In his interview with The Dig, Andrisse reflects:
“People are more than their worst mistake. Education gave me access—to rebuild, to contribute, to redefine myself.”
His organization embodies that belief. P2P mentors formerly incarcerated individuals as they pursue higher education, offering coaching, community, and advocacy. According to their website, 97.5% of P2P participants go on to pursue post-secondary education. This number completely challenges the myth that incarceration defines potential.
Reimagining the “Second Chance”
Breaking this cycle requires dismantling the systems that punish people long after their sentence ends. Policies like “Ban the Box,” which remove conviction questions from job and college applications, are small but important steps. Access to Pell Grants for incarcerated students, which was recently restored after a decades-long ban, opens doors to education that should have never been closed.
Real change can’t only come with policy, though. It requires a cultural shift. Employers, educators, and institutions must see formerly incarcerated individuals not as risks, but as assets.
Programs like P2P demonstrate that when people are given the tools to succeed, they often outperform expectations.

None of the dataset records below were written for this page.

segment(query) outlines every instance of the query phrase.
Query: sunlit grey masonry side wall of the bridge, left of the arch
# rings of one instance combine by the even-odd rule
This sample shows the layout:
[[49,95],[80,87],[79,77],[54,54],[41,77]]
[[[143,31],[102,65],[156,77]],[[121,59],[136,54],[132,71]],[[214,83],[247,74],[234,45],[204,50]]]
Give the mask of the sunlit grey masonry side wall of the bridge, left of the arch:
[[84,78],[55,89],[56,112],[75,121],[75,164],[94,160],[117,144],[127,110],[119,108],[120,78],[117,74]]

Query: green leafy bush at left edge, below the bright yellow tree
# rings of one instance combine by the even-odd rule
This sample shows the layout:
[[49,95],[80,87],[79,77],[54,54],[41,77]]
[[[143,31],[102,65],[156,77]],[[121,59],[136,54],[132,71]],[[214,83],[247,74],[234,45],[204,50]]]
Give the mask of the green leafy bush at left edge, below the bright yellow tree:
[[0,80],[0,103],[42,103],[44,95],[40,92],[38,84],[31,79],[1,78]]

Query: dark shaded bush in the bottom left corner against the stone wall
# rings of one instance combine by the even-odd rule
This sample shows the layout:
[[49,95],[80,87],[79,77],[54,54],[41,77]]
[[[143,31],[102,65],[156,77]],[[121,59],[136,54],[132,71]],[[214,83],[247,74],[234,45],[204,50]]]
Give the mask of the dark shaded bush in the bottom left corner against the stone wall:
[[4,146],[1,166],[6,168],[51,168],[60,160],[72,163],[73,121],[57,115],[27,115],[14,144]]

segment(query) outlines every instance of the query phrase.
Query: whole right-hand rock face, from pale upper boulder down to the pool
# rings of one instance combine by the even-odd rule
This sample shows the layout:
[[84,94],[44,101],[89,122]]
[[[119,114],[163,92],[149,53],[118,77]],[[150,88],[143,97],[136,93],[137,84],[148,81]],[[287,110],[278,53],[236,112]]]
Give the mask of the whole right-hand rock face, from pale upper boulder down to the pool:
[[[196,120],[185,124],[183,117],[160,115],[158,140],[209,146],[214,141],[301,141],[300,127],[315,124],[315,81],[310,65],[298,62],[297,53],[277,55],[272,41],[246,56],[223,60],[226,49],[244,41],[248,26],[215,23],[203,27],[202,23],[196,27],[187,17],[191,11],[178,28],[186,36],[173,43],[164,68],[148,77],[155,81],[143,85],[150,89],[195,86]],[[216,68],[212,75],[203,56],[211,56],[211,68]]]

They bring resilience, empathy, and perspective, which are qualities any workplace or university should value.
Too often, we celebrate exceptional stories like Andrisse’s while ignoring the broader injustices that make them so rare. The point is not that anyone can make it out, but that no one should have to overcome so much to be seen as worthy of a career or education.
When young people are incarcerated, their punishment extends far beyond their sentence—it seeps into their future identity. To be poor and incarcerated in America is to be told, repeatedly, that you are less than the sum of your mistakes. Yet, as Andrisse’s work shows, people are capable of immense transformation when institutions step aside and let them.
A Society That Believes in Redemption
If we truly believe in rehabilitation, we have to design our systems around it. That means investing in education both inside and outside prison walls, removing barriers to employment, and challenging the narratives that equate incarceration unequivocally with moral failure.
As Andrisse’s journey shows, education is not just a personal salvation—it’s a societal one. Each person who makes it from a prison cell to a Ph.D. or a stable career is a testament to what happens when we replace stigma with opportunity.
The question is not whether redemption is possible, but rather whether we’re willing to make it accessible to everyone.